What the Customer Wants

There has been the occasional debate between two schools of thought:

You need to ask the customer what he/she wants; and,

The customer doesn’t know what he/she wants until we show them (remember ol Steve Jobs?)

A bulk of the views I’ve come across so far lie on the side of ‘ask the customer’. However, it isn’t often that you find companies that build sound offerings and experiences that delight customers. And when questioned, a lot of them agree that no one really asked the customer. The huge divide between logical sounding answers on innovation, and contradicting real-life actions.

In fact, it all depends on how much improvement you want.

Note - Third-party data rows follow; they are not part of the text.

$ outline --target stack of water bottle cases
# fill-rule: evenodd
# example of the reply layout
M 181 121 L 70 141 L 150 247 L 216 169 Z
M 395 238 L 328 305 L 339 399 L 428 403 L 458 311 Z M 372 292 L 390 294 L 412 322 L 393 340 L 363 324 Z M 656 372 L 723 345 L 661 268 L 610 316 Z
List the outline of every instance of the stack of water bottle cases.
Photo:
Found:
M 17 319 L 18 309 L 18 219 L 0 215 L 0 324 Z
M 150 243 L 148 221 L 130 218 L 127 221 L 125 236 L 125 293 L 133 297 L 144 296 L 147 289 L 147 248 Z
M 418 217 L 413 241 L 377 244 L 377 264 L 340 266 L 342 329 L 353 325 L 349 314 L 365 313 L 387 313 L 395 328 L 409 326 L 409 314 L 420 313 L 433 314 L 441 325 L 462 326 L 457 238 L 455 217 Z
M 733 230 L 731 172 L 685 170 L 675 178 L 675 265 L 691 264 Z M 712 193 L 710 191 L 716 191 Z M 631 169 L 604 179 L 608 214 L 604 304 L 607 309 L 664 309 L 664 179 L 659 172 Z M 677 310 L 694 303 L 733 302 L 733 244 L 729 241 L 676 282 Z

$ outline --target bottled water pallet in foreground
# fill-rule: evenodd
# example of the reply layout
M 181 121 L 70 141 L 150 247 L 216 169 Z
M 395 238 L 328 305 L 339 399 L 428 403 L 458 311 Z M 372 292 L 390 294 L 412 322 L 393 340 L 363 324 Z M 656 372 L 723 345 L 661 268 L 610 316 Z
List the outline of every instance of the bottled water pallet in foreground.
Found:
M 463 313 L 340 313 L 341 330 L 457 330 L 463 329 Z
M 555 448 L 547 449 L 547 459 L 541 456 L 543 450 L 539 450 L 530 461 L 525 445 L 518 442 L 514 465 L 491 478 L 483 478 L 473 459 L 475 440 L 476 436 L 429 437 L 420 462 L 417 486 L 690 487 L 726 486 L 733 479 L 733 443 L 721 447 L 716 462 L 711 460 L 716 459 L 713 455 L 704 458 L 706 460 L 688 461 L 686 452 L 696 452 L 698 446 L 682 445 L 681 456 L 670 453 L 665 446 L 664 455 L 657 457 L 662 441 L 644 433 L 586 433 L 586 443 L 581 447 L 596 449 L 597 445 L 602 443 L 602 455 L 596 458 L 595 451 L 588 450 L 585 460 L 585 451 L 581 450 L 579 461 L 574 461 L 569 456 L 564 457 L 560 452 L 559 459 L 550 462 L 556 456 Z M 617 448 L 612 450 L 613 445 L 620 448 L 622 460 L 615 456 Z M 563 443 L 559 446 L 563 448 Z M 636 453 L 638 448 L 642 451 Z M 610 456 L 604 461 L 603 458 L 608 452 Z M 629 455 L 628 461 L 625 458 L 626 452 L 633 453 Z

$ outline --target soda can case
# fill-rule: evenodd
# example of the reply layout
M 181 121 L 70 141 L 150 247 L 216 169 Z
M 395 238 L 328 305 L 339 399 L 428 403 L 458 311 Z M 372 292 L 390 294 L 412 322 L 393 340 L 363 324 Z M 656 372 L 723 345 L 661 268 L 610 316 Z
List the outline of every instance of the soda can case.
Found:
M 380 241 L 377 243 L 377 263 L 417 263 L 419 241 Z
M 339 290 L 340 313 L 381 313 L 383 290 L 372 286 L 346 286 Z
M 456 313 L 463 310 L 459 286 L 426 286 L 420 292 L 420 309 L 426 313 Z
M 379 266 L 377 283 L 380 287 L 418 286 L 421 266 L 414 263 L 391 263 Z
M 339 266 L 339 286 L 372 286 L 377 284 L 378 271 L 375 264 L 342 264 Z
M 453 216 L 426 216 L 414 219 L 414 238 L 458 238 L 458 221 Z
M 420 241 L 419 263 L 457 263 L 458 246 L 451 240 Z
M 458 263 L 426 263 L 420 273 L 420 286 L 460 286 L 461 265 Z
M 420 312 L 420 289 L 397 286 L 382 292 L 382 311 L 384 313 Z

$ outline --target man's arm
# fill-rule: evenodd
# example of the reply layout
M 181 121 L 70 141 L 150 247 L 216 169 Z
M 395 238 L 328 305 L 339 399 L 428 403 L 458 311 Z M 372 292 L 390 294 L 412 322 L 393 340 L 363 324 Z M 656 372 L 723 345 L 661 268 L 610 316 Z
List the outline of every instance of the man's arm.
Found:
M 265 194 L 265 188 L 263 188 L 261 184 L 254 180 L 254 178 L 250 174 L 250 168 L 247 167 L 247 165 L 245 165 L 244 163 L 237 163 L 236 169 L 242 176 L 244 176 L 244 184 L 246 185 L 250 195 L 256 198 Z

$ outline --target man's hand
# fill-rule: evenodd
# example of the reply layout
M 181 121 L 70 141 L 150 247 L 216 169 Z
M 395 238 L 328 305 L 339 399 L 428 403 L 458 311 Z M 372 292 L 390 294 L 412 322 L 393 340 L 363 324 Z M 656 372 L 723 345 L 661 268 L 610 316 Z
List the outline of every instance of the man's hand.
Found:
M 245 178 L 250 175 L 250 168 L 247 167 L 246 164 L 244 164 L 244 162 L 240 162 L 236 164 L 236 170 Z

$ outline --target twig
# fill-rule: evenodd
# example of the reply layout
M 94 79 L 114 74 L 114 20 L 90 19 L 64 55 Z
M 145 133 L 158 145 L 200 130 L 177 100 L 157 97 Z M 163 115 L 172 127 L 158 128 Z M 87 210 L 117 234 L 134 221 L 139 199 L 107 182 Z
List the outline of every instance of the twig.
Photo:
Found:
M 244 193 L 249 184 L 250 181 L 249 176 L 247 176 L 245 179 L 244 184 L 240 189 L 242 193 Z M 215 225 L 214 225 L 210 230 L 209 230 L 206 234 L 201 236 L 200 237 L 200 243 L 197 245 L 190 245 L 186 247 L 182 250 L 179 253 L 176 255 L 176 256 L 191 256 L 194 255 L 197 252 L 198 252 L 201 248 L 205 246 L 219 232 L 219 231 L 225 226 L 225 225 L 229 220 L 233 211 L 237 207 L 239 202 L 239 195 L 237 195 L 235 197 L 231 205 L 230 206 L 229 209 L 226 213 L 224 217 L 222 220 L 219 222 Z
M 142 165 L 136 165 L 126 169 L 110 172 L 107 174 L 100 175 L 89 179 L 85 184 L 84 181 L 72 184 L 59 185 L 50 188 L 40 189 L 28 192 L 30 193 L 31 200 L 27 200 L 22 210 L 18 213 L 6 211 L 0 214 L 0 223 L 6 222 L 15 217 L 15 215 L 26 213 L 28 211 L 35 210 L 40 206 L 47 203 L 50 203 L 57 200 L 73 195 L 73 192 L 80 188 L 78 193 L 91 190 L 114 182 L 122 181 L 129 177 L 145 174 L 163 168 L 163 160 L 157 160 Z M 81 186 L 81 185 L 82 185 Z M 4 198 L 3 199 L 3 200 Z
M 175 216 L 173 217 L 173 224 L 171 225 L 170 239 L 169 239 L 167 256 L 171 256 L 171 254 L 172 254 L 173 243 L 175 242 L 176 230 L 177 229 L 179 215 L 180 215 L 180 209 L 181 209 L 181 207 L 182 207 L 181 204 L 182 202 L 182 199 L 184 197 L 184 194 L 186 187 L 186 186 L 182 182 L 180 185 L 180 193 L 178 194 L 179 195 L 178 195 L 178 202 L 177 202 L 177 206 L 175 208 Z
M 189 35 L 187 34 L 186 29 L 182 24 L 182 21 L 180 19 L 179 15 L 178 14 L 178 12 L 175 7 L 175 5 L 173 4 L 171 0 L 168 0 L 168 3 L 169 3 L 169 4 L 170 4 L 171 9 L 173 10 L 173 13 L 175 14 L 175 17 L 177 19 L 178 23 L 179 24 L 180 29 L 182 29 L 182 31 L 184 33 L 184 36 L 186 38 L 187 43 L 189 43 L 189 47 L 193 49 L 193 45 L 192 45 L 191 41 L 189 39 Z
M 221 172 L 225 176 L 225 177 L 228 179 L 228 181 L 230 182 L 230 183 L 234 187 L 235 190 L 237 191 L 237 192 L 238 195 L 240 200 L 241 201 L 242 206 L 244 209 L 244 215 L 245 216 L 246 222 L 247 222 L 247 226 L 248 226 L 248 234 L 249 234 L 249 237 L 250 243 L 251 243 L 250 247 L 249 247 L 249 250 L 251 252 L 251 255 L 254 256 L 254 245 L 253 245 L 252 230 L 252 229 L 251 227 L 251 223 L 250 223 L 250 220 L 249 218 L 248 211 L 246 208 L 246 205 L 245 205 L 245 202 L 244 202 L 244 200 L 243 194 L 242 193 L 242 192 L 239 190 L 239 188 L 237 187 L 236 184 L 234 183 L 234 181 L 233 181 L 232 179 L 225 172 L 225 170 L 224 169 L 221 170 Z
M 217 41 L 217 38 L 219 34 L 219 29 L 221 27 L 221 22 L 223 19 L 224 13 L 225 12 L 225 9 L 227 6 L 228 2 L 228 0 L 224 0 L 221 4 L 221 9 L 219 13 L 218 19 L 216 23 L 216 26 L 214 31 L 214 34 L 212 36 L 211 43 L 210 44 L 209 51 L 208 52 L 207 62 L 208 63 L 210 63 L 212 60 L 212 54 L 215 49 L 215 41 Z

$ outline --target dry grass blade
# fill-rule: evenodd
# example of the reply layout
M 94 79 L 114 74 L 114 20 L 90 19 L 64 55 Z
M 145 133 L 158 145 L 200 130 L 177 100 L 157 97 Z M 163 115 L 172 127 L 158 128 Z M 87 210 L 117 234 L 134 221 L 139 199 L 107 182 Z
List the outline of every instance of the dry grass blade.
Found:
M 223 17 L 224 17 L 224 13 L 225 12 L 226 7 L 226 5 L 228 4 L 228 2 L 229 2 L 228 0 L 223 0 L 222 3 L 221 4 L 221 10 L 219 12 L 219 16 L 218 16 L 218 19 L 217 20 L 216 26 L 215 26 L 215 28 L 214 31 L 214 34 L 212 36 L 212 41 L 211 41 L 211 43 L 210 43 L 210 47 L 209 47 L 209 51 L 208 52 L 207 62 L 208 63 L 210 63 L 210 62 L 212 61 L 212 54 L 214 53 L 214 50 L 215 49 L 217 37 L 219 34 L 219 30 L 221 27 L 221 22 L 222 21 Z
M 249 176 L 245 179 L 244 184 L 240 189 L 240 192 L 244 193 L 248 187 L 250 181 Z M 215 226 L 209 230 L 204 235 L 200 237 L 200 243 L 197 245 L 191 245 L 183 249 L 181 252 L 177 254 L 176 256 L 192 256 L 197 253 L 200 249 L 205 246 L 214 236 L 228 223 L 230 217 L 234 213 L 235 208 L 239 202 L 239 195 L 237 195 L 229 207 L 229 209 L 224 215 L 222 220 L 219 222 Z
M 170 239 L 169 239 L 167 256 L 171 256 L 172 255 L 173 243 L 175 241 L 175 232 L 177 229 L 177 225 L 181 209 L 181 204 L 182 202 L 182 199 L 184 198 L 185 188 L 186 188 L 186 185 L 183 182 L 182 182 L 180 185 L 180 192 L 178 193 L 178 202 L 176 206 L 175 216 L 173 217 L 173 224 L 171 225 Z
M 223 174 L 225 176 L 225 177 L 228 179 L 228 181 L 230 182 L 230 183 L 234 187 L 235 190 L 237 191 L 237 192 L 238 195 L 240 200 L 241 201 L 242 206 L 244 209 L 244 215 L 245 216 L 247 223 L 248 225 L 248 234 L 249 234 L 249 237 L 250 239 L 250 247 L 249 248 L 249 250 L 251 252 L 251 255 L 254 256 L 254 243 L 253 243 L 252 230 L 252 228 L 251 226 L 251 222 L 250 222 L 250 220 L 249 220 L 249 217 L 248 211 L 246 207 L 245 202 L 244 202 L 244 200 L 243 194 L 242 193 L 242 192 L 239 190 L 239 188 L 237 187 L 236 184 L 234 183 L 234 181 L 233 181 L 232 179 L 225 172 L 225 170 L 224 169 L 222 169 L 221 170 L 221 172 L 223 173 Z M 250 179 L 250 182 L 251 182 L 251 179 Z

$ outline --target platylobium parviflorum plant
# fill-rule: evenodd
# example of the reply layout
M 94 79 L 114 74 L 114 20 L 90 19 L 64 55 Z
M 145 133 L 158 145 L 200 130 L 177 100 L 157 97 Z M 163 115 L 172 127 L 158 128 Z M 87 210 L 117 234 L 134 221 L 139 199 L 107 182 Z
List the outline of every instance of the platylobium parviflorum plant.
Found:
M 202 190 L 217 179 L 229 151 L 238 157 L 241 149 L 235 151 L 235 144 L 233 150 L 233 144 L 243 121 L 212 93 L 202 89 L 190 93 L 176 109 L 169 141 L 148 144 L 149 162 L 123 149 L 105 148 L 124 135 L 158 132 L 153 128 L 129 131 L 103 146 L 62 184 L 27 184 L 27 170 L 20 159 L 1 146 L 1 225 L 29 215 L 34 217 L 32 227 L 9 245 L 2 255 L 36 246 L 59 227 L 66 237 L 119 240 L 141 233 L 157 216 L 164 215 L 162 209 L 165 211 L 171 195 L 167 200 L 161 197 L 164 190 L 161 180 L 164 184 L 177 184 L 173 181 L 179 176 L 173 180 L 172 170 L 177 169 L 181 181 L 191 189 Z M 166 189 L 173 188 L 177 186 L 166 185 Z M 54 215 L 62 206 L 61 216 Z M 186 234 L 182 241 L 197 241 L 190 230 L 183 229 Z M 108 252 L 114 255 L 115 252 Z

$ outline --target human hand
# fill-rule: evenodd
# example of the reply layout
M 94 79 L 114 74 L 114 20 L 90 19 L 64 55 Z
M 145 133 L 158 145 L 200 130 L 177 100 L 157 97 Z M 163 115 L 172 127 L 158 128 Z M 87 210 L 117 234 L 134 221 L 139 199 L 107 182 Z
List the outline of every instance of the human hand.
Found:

If you only need an incremental edge over competitors, your company’s efforts too will be similar – marginal targets, marginal budgets, marginal efforts. This might include a superficial but fancy-sounding customer survey, or just a few managers in the meeting room thinking of ways to tweak the existing product. In all, uninspiring intent, uninspiring effort, uninspiring results.

However, if what your business needs is a leap in growth, you need radically new offerings. That’s where customer inputs come in. From personal experience, I’ve come to realize that customers themselves often may not know or be able to hint at what might be a final solution going forward. But your interactions with your customers will be the only thing that will spark of that genius idea for an innovative new solution. Nothing else can trigger that. No research reports or internal ‘brainstorming’ can. But it is the customer who will help you get there. And the whole journey isn’t like a surgical missile strike or a silver bullet or an instant mix; but more like clay pottery.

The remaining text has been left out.